JavaScript userscripts: Checklist for making sure userscript doesn’t have security loopholes? [closed]

I am not expecting a definitive and complete fool-proof list, since security is an extremely complex issue, so that would not be realistic, certainly not in a format like this.

I am also not looking for a list of attacks: If anything, a list of things to avoid attacks.

I am aware of authoritative sources such as Mozilla’s Types of attacks and others, including entire libraries on the topic. However, those are deep descriptions of types of attacks, but certainly not focused on mere userscripts for e.g. Tampermonkey, and also not on practical tips, which is what I am specifically aiming to.
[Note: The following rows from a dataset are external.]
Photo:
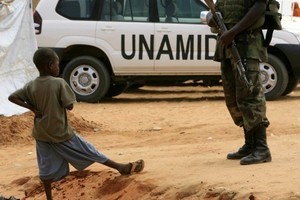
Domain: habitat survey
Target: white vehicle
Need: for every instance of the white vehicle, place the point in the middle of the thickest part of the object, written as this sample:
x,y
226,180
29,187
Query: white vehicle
x,y
104,44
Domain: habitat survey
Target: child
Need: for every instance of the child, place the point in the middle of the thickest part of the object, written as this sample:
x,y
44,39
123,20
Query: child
x,y
57,144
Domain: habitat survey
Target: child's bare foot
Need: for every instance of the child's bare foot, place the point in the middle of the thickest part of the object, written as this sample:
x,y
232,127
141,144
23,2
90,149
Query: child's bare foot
x,y
133,167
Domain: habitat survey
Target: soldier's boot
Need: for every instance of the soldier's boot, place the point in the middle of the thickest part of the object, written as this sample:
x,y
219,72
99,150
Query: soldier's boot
x,y
261,152
245,150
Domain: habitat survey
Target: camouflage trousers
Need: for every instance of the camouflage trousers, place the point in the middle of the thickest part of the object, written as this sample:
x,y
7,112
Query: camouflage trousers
x,y
246,109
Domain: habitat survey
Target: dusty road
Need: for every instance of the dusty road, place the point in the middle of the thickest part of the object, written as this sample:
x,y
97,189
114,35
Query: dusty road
x,y
182,133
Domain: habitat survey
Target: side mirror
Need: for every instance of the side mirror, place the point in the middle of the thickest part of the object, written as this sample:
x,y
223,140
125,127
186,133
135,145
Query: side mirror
x,y
203,15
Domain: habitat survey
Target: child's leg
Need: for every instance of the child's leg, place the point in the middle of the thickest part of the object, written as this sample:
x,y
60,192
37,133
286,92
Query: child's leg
x,y
126,169
48,190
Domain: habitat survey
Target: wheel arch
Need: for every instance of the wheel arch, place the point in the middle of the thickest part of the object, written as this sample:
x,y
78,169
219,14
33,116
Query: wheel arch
x,y
67,54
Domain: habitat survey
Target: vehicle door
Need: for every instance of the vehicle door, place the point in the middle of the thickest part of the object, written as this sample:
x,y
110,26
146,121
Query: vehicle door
x,y
126,36
183,43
Or at least I have not been able to find something like that.

One example: In this answer, @Bergi says: ...beware that it is possible for hostile webmasters to follow unsafeWindow usage back to the script's context and thus gain elevated privileges to pwn you with.

I am looking for a humble practical set of at least some top priority guidelines to be able to say “my script does not have a security loophole“. I suppose someone saying so would have gone through a reasonable set of well-known practical things. Well, I would imagine so.

So, when coding a userscript, for the likes of Tampermonkey (or other “monkeys”): what are the minimum (at least some) obvious things that I should go through, that my code should -or should not- be doing to avoid “security loopholes” (for example a webmaster attacking my script) without having to complete a Phd thesis to prove it?